Call center workers warn of 3-minute law: “We either hire more people or we blow up”

this State Announced a new law to force companies to deal with complaints telephone within three minutes at the most. Unions take the norm cautiously. On the one hand, they see the time limit as an opportunity to force companies to expand their workforce to meet new needs, thereby creating jobs in the industry. But on the other hand, they fear that if adequate collateral isn’t secured for the preliminary project by lending this Tuesday, the stress of having to serve customers in less time will be the employees who pay. Some 120,000 employees More details are expected in the coming months by the Minister for Consumer Affairs across Spain, Alberto Garzon.

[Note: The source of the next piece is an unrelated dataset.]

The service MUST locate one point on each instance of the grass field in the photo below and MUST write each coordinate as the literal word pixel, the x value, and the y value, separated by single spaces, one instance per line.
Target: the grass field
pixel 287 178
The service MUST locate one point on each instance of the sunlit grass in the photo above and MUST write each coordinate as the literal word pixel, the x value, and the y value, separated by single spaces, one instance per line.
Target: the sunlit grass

“It looks great to me as a consumer, but crazy as a worker. Does anyone think of the stress it will create among us on the other end of the phone?”Call center‘. “Either more people will be hired or we will shoot,” says another. The call center industry has a long history of labor disputes and precarious conditions. High rotation between campaign and campaign, many part-time shifts and low salaries are common complaints among union workers. And hence the distrust of workers who see customers’ ‘good news’ as an even greater burden for them.

Relations between employers and unions have been so tense especially in recent months that CCOO Y UGT They called for a strike once a month due to the blocking of the collective bargaining agreement. According to reports from centres, companies are offering pay rises below inflation and are being tapped to cover teleworking costs currently borne by the worker.

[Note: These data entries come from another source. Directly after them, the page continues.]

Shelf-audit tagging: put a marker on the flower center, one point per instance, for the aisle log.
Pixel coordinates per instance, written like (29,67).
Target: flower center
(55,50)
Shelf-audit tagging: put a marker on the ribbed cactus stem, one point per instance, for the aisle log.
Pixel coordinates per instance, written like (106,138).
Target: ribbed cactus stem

And now, in the midst of a business dispute, the Government is announcing that companies must ensure that the waiting time for telephone attendance at general information, inquiries and after-sales services does not exceed three minutes. “Nothing can guarantee that companies will comply with the law, we must involve client companies,” says the head of UGT. Maria Pedraza. “Demand is so high now because productivity is measured by calls answered,” says his colleague at CCOO. Laura Dominguez. The bill was consulted for the first and only time last week, although facilities hope to participate in the specification and development of the standard later on.

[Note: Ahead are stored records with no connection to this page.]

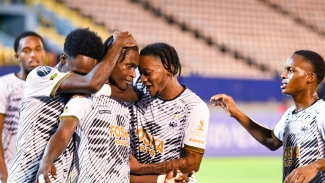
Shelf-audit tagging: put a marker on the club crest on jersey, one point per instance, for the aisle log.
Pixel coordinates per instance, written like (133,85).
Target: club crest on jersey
(173,125)
(304,130)
(200,127)
(43,71)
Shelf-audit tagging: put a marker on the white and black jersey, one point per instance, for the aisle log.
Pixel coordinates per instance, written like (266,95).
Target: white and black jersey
(302,134)
(102,139)
(39,115)
(11,88)
(161,130)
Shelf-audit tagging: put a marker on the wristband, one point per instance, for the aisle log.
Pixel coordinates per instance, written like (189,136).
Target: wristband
(161,178)
(105,90)
(41,179)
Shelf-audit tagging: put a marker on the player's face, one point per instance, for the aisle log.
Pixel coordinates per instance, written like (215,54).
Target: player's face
(124,71)
(295,75)
(30,53)
(80,65)
(153,75)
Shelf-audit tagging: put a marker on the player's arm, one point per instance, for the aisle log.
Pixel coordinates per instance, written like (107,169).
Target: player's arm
(74,111)
(187,164)
(130,95)
(308,172)
(169,178)
(95,79)
(259,132)
(56,147)
(3,168)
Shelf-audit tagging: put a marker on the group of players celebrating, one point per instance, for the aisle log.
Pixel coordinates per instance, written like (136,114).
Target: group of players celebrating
(92,119)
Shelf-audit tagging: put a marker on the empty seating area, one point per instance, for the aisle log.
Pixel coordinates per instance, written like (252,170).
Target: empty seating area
(250,27)
(311,13)
(197,57)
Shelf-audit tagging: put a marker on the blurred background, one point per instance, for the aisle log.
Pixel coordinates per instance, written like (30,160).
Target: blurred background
(237,47)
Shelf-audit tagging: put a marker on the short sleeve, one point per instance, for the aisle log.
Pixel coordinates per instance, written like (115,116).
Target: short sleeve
(279,127)
(3,97)
(321,122)
(44,81)
(77,108)
(196,132)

Serving the customer in a maximum of three minutes will require changes in the organizational dynamics of the companies. More resources to train employees on continual protocol changes and respond to their requests within three minutes. Better computers, because problems with old terminals are a common cause of delays. Or better coordination between departments for procedures that require the intervention of more than one operator. “When a company bids for a contract, we want other things to go beyond price. Quality of service and training is also important,” says the person in charge of CCOO.

They warn from the UGT that workers, neither with sanctions nor with a greater workload, can be the payer for violation of norm companies. One mechanism they propose is to force contracted companies of a telephone attention service to sign a clause with a minimum worker-per-call volume to ensure there is no overload. Also that the law includes a limitation on the maximum amount of time a robot, not a person, can deal with a customer.